This recipe for gluten free blueberry muffins with rice flour is the simplest version you’ll find. You only need one single flour to make them moist, tender, and bursting with blueberry flavor.
Baking gluten free with rice flour alone
For as long as I’ve been baking gluten free, I’ve been baking with gluten free flour blends. No single flour can do the work of conventional all purpose wheat flour, so wheat-free baking calls for flour blends.
All that is still true. But that didn’t stop me from being curious about what we could do with, say, just rice flour.
Since rice flour is the base flour for all of our all purpose gluten free flour blends, we learned to make our own flour from long grain white rice. Eliminating rice from all purpose gluten free flour blends is kind of like eliminating gluten from conventional baking.
We modify the ratios in basic baking recipes to suit the differences in all purpose gluten free flour blends. Despite marketing claims, a true 1 for 1 all purpose gluten free flour as a replacement for conventional flour is a myth.
So why not modify those ratios again to bake with only rice flour? Since you can make your own rice flour if you’re in a pinch, a rice flour only recipe can be a real pantry baked good.
It took a few tries, but it finally worked. And because blueberries add pectin and moisture, the greatest success was in making gluten free blueberry muffins with rice flour.
Make mine superfine
As always, our rice flour must be ground superfine. If your rice flour is not superfine, it won’t completely combine with other ingredients. Unless you’re soaking the flour before baking like you do with yeast bread, your baked goods will taste gritty.
Gritty gluten free baked goods are at best “good, for gluten free.” And that’s not good enough.
Baking with fresh or frozen blueberries
We’ve made blueberry muffins before. My favorite to date was our bakery style gluten free blueberry muffins, and they can be made with fresh or frozen blueberries.
The same holds true for these blueberry muffins. I’ve made them succesfully with both frozen and fresh berries.
When you bake with frozen blueberries, you shouldn’t defrost them at all. In fact, they should only be added after the batter is completely mixed and ready, and your muffin tin is waiting nearby.
Remove the berries from the freezer, and add them to the muffin batter. Stir quickly but gently, taking care not to break many of the berries, which will tend to turn the batter blue.
If you’re very rough with the berries and too many of them burst, your batter may have too much moisture. Too much moisture will create muffins that tend to sink when they come out of the oven, but it’s not a big risk.
Ingredients and substitutions
These muffins calls for buttermilk specifically. A mixture of lemon juice or mild vinegar and milk is just not buttermilk (it doesn’t come close to the proper consistency), so please don’t use that and expect similar results.
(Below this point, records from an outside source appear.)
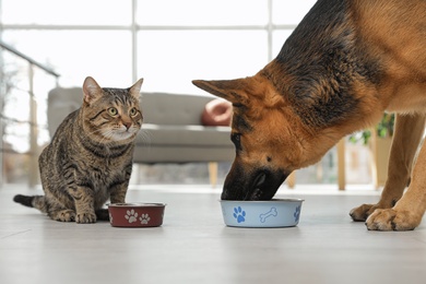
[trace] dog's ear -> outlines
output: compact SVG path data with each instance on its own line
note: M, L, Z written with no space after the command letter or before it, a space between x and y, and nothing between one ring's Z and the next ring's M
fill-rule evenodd
M245 105L247 102L246 79L216 81L193 80L192 84L215 96L225 98L233 104Z

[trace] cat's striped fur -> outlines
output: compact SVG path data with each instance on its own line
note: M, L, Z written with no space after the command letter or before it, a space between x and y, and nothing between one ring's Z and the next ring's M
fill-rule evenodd
M39 156L45 196L14 201L62 222L108 220L103 205L125 202L132 171L134 139L141 129L142 79L129 88L83 84L83 105L71 113Z

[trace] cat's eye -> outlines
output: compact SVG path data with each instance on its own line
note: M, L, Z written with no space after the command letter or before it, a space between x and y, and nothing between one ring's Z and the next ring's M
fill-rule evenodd
M130 109L130 116L134 117L135 115L138 115L138 110L135 107L133 107L132 109Z
M115 107L110 107L110 108L108 108L108 114L109 114L111 117L115 117L115 116L118 115L118 110L117 110L117 108L115 108Z

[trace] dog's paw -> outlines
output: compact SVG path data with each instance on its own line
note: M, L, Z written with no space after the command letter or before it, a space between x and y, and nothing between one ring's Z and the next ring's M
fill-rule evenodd
M367 218L366 226L369 230L411 230L418 226L422 216L395 209L377 209Z
M351 210L350 216L353 221L365 222L376 209L376 204L363 204Z
M96 223L96 214L90 212L78 213L75 222L80 224Z

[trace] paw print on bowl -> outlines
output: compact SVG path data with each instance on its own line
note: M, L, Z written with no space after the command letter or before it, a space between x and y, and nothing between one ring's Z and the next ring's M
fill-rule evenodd
M241 206L234 208L234 217L238 223L242 223L246 221L246 211L241 209Z
M150 220L151 217L149 214L142 214L141 217L139 218L142 225L146 225L147 223L150 223Z
M126 212L126 218L129 221L129 223L133 223L133 222L137 222L138 221L138 212L134 212L134 210L128 210Z

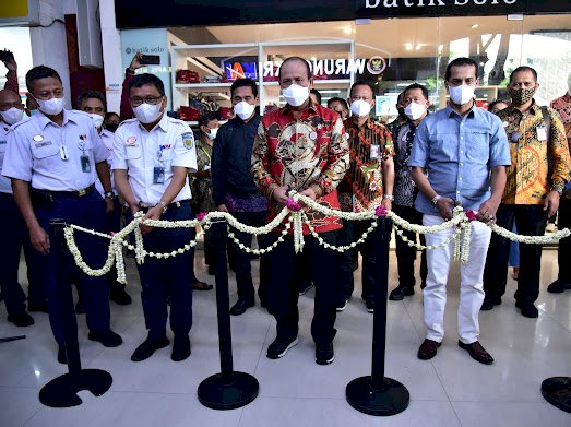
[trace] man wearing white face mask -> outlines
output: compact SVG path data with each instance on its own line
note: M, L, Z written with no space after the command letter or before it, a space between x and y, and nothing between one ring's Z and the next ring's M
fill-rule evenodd
M29 96L38 112L15 123L9 133L2 174L12 178L14 198L24 216L32 245L36 248L34 270L45 283L51 329L59 344L58 360L66 363L66 308L59 298L56 259L50 251L53 235L49 222L67 223L105 230L105 202L95 190L97 177L111 191L108 152L92 119L84 112L64 110L66 98L56 70L39 66L26 73ZM83 259L90 265L102 265L107 257L106 242L95 236L76 236ZM85 299L88 337L107 347L121 344L121 337L109 328L109 285L105 277L88 276L73 265ZM70 277L66 277L69 283Z
M114 142L114 174L119 194L132 215L145 218L188 221L193 218L188 173L197 170L192 131L166 114L163 81L154 74L138 74L129 82L129 99L135 119L123 121ZM192 239L193 228L142 226L143 244L153 252L178 250ZM141 361L169 344L167 294L170 295L170 328L175 334L174 361L190 356L192 327L193 249L169 259L146 258L138 265L147 339L131 360Z
M420 121L427 116L428 90L421 84L414 83L403 92L404 112L406 122L397 128L394 134L394 150L396 152L394 162L394 202L393 211L396 215L413 224L423 224L423 214L415 209L415 199L418 189L413 181L412 169L406 165L411 157L415 133ZM416 241L416 233L404 230L404 236L412 241ZM425 245L425 237L420 235L420 244ZM402 300L405 296L415 293L415 260L416 248L408 246L401 237L396 237L396 265L398 270L398 286L396 286L389 299L393 301ZM426 285L426 252L421 252L420 258L420 288Z
M448 64L445 86L450 104L420 122L408 166L420 190L415 206L424 214L425 226L451 220L459 204L476 212L477 221L469 223L469 260L467 265L460 266L457 344L475 360L489 365L493 358L478 342L484 261L491 236L485 223L495 221L505 187L505 166L511 159L501 121L476 107L477 83L478 64L474 60L456 58ZM423 360L436 356L444 336L447 282L454 246L452 241L445 242L453 228L426 235L427 245L437 249L427 252L424 318L428 332L417 354Z
M374 90L364 81L355 82L349 91L352 116L344 121L348 135L349 169L340 183L338 193L343 211L364 212L378 206L392 207L394 182L394 146L391 132L383 124L369 117L374 107ZM382 246L383 254L389 257L391 226L388 221L377 227L358 249L362 254L362 294L368 312L374 311L374 288L379 272L377 248ZM340 232L341 244L350 245L369 228L369 221L345 221ZM357 249L354 249L357 250ZM341 300L337 310L347 304L354 288L352 251L341 254ZM379 261L380 262L380 261ZM383 272L380 272L383 274Z
M308 62L287 58L279 68L279 86L287 105L264 115L252 151L252 174L260 190L270 199L270 218L287 203L296 190L318 203L340 209L336 188L349 164L345 130L340 116L313 104L309 90L313 84ZM311 225L324 241L335 245L342 223L336 216L306 211ZM310 258L311 280L316 286L311 335L316 342L316 363L329 365L334 359L336 253L320 245L304 225ZM272 240L278 234L273 233ZM267 357L283 357L298 339L298 289L294 278L299 256L294 251L293 233L270 252L271 281L269 310L276 319L277 336L267 347Z
M114 146L114 134L107 129L104 129L103 121L105 114L107 112L105 97L99 91L84 91L78 96L78 108L81 111L87 112L87 115L93 120L93 126L97 129L102 141L105 144L105 147L109 152L109 157L107 157L107 164L109 168L112 166L112 146ZM95 188L102 194L102 198L105 199L107 203L107 233L117 233L121 229L121 216L122 216L122 206L119 198L117 197L117 188L115 187L115 179L111 171L111 191L106 193L100 179L97 179L95 182ZM120 306L127 306L131 304L131 297L124 289L122 283L117 282L117 269L115 265L111 268L111 271L107 274L109 280L109 299L117 303Z
M255 112L258 85L251 79L239 79L230 87L231 103L236 117L221 127L212 153L214 202L218 211L229 212L239 222L252 227L265 225L267 200L260 193L251 174L252 145L261 117ZM234 230L245 246L250 246L252 235ZM263 237L259 241L264 247ZM240 316L254 305L254 287L250 266L250 254L230 241L228 251L234 257L238 301L230 315ZM263 285L266 282L266 257L260 259L260 296L265 306Z

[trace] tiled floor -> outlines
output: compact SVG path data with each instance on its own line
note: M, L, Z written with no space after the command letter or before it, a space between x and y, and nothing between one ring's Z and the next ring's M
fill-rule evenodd
M213 282L205 275L202 252L197 254L199 277ZM83 404L76 407L55 410L38 400L40 388L67 371L56 361L47 315L35 313L34 327L19 329L5 321L2 305L0 336L25 333L27 337L0 344L0 426L571 426L571 414L546 403L539 391L546 377L571 376L571 292L545 290L557 275L555 251L544 252L538 319L526 319L514 308L511 278L503 304L480 315L481 342L496 358L492 366L477 364L456 345L457 286L449 292L447 337L430 361L416 357L424 337L420 294L404 303L389 301L385 373L408 388L411 404L388 418L364 415L345 400L346 384L370 373L372 316L358 297L360 281L349 306L337 317L336 358L330 366L313 361L312 290L300 298L300 342L283 359L265 357L275 333L275 322L265 310L257 306L233 318L235 369L255 376L260 395L243 408L212 411L199 403L197 388L219 371L214 292L194 293L189 359L171 361L167 347L135 364L130 355L146 331L132 259L129 263L134 303L128 307L111 303L112 327L124 344L104 348L87 341L79 317L83 366L107 370L114 383L100 398L81 392ZM253 264L258 271L258 262ZM391 288L395 268L391 252ZM457 283L456 270L451 272L451 283ZM234 282L230 292L234 301Z

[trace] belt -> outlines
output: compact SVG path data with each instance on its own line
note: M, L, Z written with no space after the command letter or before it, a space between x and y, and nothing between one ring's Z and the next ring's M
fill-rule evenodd
M82 197L91 193L93 190L95 190L95 185L91 185L90 187L83 188L78 191L50 191L50 190L38 190L36 188L33 188L32 193L46 198L46 199L49 199L49 201L52 202L53 199L57 199L57 198L66 198L66 199L82 198Z

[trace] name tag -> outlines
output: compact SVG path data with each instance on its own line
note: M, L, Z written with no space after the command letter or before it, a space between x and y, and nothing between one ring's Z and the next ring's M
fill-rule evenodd
M547 141L547 129L545 126L538 126L535 130L537 131L537 139L539 141Z

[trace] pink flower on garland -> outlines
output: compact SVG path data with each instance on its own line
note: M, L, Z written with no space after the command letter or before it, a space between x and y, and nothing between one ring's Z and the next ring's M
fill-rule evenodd
M292 212L298 212L301 211L301 203L296 202L294 199L288 198L286 202L286 207L290 210Z
M374 214L381 218L384 218L389 214L389 210L384 206L377 206Z

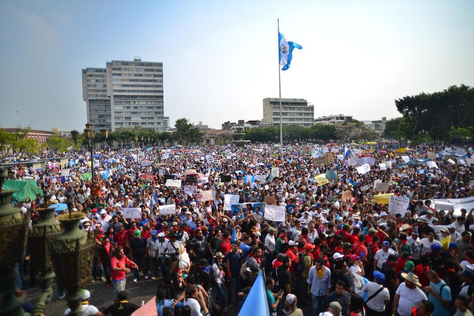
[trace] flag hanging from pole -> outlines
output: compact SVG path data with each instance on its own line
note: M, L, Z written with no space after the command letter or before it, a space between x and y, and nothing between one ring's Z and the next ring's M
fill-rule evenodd
M294 42L288 42L282 34L278 33L278 56L280 66L283 66L281 70L286 70L289 68L293 58L293 49L295 48L301 49L303 47Z

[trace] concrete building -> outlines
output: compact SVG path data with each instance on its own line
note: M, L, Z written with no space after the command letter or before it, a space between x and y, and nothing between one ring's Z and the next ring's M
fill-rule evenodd
M166 130L162 62L136 58L108 61L105 68L83 69L82 90L87 120L94 130Z
M280 125L280 101L278 98L263 99L263 121L273 126ZM314 123L314 106L304 99L281 99L283 125L309 127Z
M321 116L315 118L315 124L335 124L336 123L342 123L346 121L351 120L352 115L345 115L343 114L339 115L330 115L326 116Z

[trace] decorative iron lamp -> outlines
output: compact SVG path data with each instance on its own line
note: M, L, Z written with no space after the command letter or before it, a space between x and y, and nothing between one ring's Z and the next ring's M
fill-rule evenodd
M47 208L50 196L44 192L44 205ZM52 270L51 258L48 251L48 244L62 232L61 224L53 216L54 209L40 209L36 211L39 214L40 221L34 224L30 233L29 241L31 267L40 274L40 287L43 291L39 300L35 305L34 315L43 313L46 305L52 298L52 282L55 275Z
M66 195L69 214L57 218L64 232L49 241L49 254L56 272L57 287L60 290L66 290L66 300L71 308L70 314L80 316L82 315L82 289L90 278L96 244L92 234L79 229L79 221L85 217L85 214L73 213L71 193L68 192Z
M27 224L21 210L12 206L12 195L16 190L3 190L8 171L0 168L0 315L23 315L23 300L15 296L18 272L15 266L25 256Z

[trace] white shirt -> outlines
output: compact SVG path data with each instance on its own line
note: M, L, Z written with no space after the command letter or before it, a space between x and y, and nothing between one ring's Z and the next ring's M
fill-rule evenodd
M384 251L383 249L378 250L375 253L375 256L374 256L374 259L377 260L377 268L382 269L382 265L387 261L388 256L390 255L395 255L395 251L390 248L388 248L388 251L387 252Z
M431 245L434 243L437 243L439 245L442 246L441 243L437 240L436 239L433 239L433 242L430 241L427 238L422 238L420 241L420 244L423 246L422 248L422 255L425 255L429 252L431 252Z
M422 300L427 299L426 295L418 287L412 290L409 289L405 286L405 282L400 283L395 293L400 295L397 311L400 316L410 316L411 307L418 307Z
M265 237L265 246L268 247L269 249L272 251L275 251L275 236L270 236L270 234L267 234L267 236ZM269 254L270 252L265 249L265 252Z
M367 297L370 297L373 294L379 290L383 286L375 282L369 282L364 287L364 290L367 292ZM390 295L388 289L384 288L377 295L367 302L367 306L377 311L384 311L385 310L385 299L390 299Z

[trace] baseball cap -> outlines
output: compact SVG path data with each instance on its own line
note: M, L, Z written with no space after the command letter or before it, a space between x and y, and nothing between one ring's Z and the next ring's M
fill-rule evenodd
M339 252L336 252L332 255L332 259L336 260L337 259L340 259L342 258L343 258L344 256L339 254Z
M374 271L374 277L377 279L379 283L382 283L385 281L385 276L380 271Z

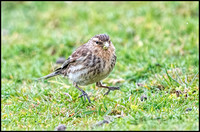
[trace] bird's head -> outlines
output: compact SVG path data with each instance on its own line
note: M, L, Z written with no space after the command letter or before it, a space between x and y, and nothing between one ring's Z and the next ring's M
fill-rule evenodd
M93 46L101 47L104 50L107 50L112 44L109 36L106 34L95 35L94 37L91 38L90 42L92 43Z

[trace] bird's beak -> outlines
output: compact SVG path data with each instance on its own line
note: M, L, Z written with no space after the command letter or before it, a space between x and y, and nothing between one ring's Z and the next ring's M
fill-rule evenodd
M103 49L107 50L109 46L110 46L109 43L105 42L104 45L103 45Z

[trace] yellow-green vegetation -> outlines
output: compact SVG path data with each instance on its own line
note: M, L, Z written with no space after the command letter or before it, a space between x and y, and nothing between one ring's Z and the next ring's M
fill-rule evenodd
M198 2L2 2L1 130L198 130L198 10ZM89 104L67 78L35 81L101 33L117 54L103 83L121 90L81 87Z

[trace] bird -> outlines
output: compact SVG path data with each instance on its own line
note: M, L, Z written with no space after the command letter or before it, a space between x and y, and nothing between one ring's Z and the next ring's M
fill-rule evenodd
M104 95L108 95L111 90L120 90L119 87L105 86L101 82L113 70L116 59L115 47L110 37L107 34L97 34L78 47L54 72L38 80L57 75L66 76L82 92L79 98L83 96L85 101L87 98L91 103L88 94L79 86L96 83L97 87L108 89Z

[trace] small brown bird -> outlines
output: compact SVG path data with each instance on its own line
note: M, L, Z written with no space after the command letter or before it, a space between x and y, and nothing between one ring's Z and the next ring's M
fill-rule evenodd
M86 97L91 103L88 94L78 85L96 83L96 86L107 88L107 95L110 90L119 90L119 87L103 86L100 82L113 70L116 62L115 47L106 34L99 34L92 37L87 43L75 50L71 56L57 68L53 73L39 79L47 79L56 75L67 76L82 94L79 97Z

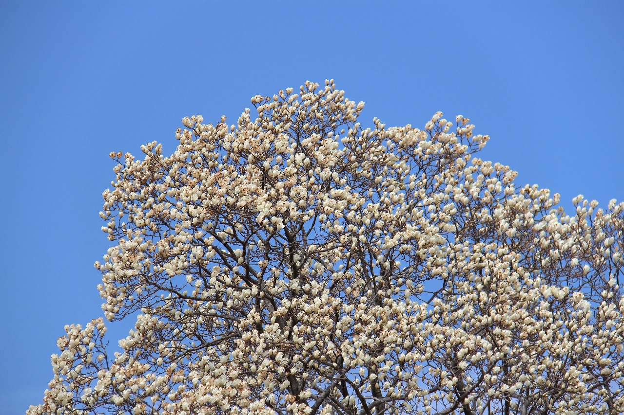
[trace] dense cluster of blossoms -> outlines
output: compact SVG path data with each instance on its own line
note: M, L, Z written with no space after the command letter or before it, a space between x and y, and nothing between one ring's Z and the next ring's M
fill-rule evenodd
M66 327L29 415L624 413L624 203L568 215L467 118L364 128L325 85L111 153L95 267L135 328Z

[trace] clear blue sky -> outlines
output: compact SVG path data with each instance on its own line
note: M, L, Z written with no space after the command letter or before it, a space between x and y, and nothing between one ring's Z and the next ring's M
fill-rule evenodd
M64 325L102 315L109 152L170 153L186 115L333 78L363 125L462 114L566 208L624 199L624 2L2 2L0 413L41 402Z

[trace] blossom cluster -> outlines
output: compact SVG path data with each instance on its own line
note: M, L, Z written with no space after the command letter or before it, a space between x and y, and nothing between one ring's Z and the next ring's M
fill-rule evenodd
M135 328L66 327L29 415L624 413L624 203L567 214L462 115L293 92L110 153L95 266Z

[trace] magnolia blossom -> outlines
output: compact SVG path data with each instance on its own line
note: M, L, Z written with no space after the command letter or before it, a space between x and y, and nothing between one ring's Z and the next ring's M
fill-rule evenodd
M36 414L624 413L624 203L519 186L436 113L358 121L306 82L168 156L111 153L95 266ZM451 118L452 119L452 118Z

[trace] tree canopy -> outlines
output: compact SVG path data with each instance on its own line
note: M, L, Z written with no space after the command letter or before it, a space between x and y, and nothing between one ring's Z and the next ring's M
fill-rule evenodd
M624 413L624 203L514 183L436 113L358 121L333 80L111 153L95 266L35 414Z

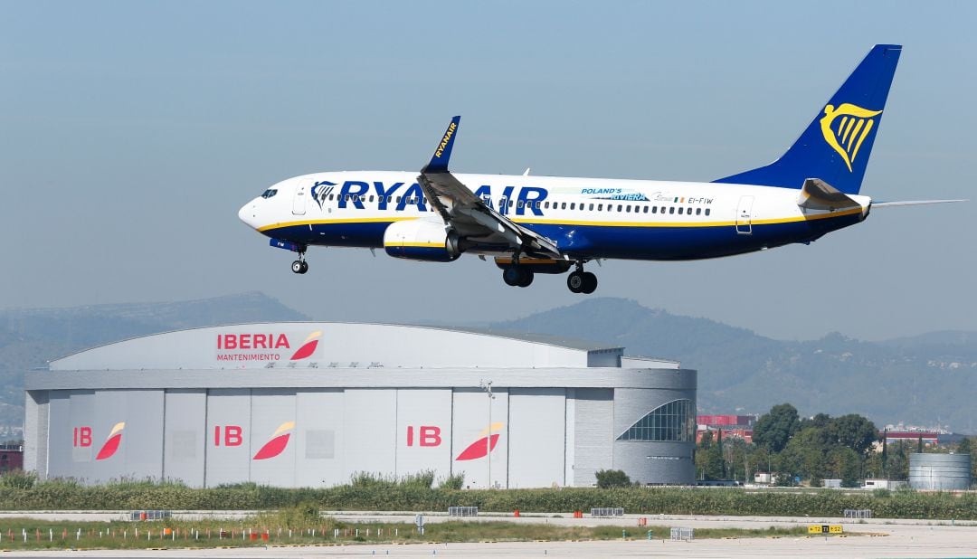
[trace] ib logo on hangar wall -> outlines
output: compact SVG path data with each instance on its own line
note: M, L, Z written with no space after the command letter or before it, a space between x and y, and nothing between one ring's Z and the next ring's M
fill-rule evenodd
M460 462L464 460L477 460L488 456L488 452L495 450L495 445L498 445L498 438L501 434L502 428L504 427L505 423L496 422L492 423L488 428L483 429L482 432L479 433L480 439L462 451L461 453L458 454L458 457L454 458L455 461ZM496 431L498 432L496 433Z

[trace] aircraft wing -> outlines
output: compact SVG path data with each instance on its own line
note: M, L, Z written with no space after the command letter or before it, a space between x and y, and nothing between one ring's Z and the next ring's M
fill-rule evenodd
M563 258L556 243L501 215L475 195L450 171L447 162L458 132L460 116L451 119L435 149L431 162L421 169L417 182L445 223L475 245L505 245L531 256Z

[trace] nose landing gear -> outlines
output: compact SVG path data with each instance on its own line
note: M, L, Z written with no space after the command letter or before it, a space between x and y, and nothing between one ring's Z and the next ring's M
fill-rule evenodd
M299 259L292 262L292 272L296 274L305 274L309 271L309 263L305 261L305 250L299 251Z

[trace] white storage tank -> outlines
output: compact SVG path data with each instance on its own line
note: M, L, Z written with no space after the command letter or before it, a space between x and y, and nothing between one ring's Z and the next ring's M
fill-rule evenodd
M933 491L970 489L970 454L910 454L910 487Z

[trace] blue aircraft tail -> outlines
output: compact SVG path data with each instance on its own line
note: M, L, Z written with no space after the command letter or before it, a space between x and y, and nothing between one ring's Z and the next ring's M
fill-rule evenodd
M713 182L800 189L816 178L857 194L901 53L901 45L872 47L780 159Z

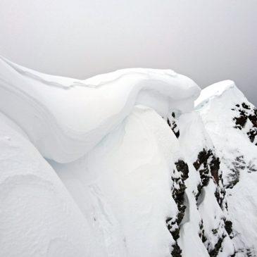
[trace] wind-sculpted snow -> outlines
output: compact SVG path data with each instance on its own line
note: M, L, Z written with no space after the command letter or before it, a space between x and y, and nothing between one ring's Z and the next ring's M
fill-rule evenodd
M120 123L136 104L167 115L189 111L199 94L170 70L125 69L85 80L44 75L0 58L0 111L47 158L82 156Z

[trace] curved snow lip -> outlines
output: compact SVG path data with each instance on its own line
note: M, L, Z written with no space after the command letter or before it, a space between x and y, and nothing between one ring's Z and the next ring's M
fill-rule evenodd
M135 104L165 116L194 108L200 88L170 70L129 68L84 80L41 73L0 56L0 111L41 153L73 161L120 123Z

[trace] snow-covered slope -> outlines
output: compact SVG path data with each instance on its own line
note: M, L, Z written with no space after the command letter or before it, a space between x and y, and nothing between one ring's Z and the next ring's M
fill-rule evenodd
M125 69L86 80L34 72L0 58L0 110L27 134L44 157L82 157L143 104L165 115L192 109L199 88L167 70Z
M257 110L227 80L202 90L196 108L220 160L238 256L257 255Z
M231 81L199 94L1 58L0 256L255 256L257 111Z

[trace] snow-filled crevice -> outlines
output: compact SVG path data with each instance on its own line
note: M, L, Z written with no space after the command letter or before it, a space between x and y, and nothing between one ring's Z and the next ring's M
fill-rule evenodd
M0 111L45 158L60 163L87 153L135 104L166 115L170 108L192 110L199 94L192 80L170 70L125 69L78 80L39 73L4 58L0 80Z

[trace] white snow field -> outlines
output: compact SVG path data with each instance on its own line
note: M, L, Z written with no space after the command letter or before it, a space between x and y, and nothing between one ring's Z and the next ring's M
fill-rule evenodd
M256 256L256 135L232 81L1 57L0 256Z

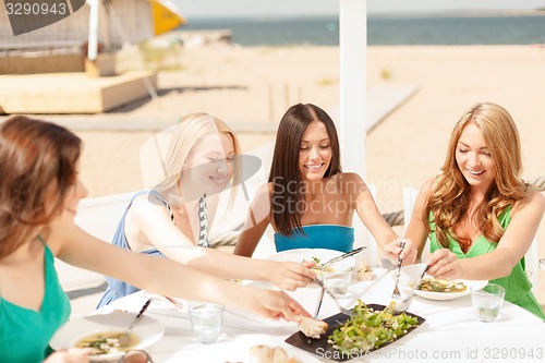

When I run out of buttermilk (which happens often) but I still need it for baking, I use half milk and half plain yogurt by volume. If you can’t have dairy, use plain nondairy yogurt.
If you can’t have dairy, in place of butter you can probably use any butter replacement (but not oil). Earth Balance buttery sticks would probably work just fine. So would one of my favorite vegan butters (Melt brand or Miyoko’s Kitchen brand).
There are 2 whole eggs in this recipe that makes only 6 muffins. That’s indeed a lot of eggs, and accounts for their relatively yellow color.
In recipe testing, I made them with half as many eggs and a bit more baking powder to compensate for the lift that egg whites provide. They tasted bitter and were more fragile.
I made such a big show of using only rice flour in these muffins, so why add cornstarch? Well, you don’t have to add cornstarch.
You can use another starch, like potato starch or arrowroot in its place. Or you can use all rice flour (a full cup). The cornstarch helps to soften and lighten the crumb a bit, but it’s entirely not necessary.
I’m kiiiind of inclined to offer that you try replacing each of the two eggs with one “chia egg” each. But I’m not sure.
The more I experiment with vegan baking, the less I like most of the egg replacements we usually turn to. I’m working on something better, but nothing to recommend just yet.
You don’t need to use xanthan gum in this recipe. The crumb of the muffins has a great texture either way.
But they do tend to crumble a bit without just that small amount of xanthan gum. And like most recipes made without xanthan gum, they don’t stay fresh quite as long without it.